The scoring of cerebral infarcts is described in detail elsewhere (18). Infarcts were scored by trained radiographers and defined as defects of the brain parenchyma with a signal intensity that was isotense to that of the cerebrospinal fluid on all pulse sequences and had associated hyperintensity on FLAIR images with a minimal diameter of 4 mm, except for infarcts in the cerebellum and brain stem which had no size criteria and did not require associated hyperintensity. Infarcts with cortical involvement had also no size criteria. The average inter-rater reliability (weighted kappa) was 0.7 for cerebral infarcts and the intra-rater reliability score was 0.9, in 5% of all scans re-read without knowledge of the previous reading.
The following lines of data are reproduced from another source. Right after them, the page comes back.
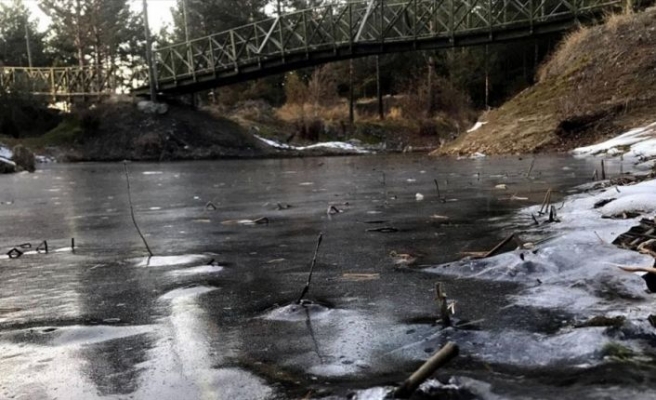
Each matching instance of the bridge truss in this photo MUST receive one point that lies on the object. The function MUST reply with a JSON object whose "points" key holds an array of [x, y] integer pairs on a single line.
{"points": [[360, 28]]}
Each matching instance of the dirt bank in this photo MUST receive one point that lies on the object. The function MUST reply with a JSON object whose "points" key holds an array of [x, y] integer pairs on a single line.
{"points": [[598, 83]]}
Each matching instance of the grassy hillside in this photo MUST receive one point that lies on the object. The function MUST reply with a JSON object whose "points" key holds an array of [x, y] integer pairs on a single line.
{"points": [[600, 81]]}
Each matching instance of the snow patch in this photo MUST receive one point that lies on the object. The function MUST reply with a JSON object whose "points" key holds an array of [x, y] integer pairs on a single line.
{"points": [[636, 144], [325, 145], [478, 125], [6, 153]]}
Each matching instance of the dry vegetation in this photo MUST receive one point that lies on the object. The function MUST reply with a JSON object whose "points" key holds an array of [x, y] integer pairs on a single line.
{"points": [[600, 81], [314, 111]]}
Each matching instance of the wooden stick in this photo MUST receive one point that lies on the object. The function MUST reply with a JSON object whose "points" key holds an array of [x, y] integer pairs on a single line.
{"points": [[134, 220], [437, 360], [314, 261], [498, 247], [441, 299], [545, 202], [528, 175]]}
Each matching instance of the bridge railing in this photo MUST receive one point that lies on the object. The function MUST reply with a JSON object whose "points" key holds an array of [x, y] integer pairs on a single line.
{"points": [[60, 82], [352, 24]]}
Assessment of Cognitive Function

The battery of cognitive tests included multiple tests of 3 cognitive domains. Similar to other population-based studies, composites scores for memory (MEM), processing speed (SP) and executive function (EF) were constructed based on a theoretical grouping of tests. The MEM composite included the immediate and delayed recall of a modified version of the California Verbal Learning Test (19). The SP composite included the Digit Symbol Substitution Test, Figure Comparison Test, and the Stroop Test part 1 and 2 (20-22). The EF composite included the Digits Backward test, a shortened version of the Spatial Working Memory subtest of the Cambridge Neuropsychological Test Automated Battery, and the Stroop Test part 3 (21-23). Gender-specific composite measures were computed by converting raw scores on each test to standardized Z-scores separately by gender and averaging the Z-scores across the tests in each composite (18). Inter-rater reliability for all tests was excellent (Spearman correlations range, 0.96–0.99). Ascertainment of dementia was performed in a 3-step process that has been described elsewhere (12). Briefly, a consensus diagnosis of dementia based on Diagnostic and Statistical Manual of Mental Disorders, Fourth Edition, guidelines was made by a panel that included a geriatrician, a neurologist, a neuropsychologist, and a neuroradiologist taking into account neuropsychological data, MRI of the brain, a neurological exam and information from interviews of proxies about medical history and social, cognitive, and daily functioning relevant to the diagnosis.

Statistical Analyses

General characteristics and cardiovascular risk factors were compared among participants with and without AF with analysis of covariance for continuous outcomes and logistic regression for categorical outcomes. Analysis of covariance was used to assess the association between AF and each brain MRI measure and the three cognitive composite scores. Adjustment for covariates was done in two steps: basic model (age, sex and education) and multivariable model (basic model + the previously described demographic and cardiovascular risk factors and presence of cerebral infarcts). To assess if the association between AF and each cognitive composite score was mediated by brain volume we adjusted the multivariable model for each brain MRI measure. The association of duration of AF (divided into tertiles) and type of AF (paroxysmal versus persistent/permanent) was then assessed. WMH volume was highly skewed so the measure was log-transformed. The means of WMH volumes are reported as anti-logs.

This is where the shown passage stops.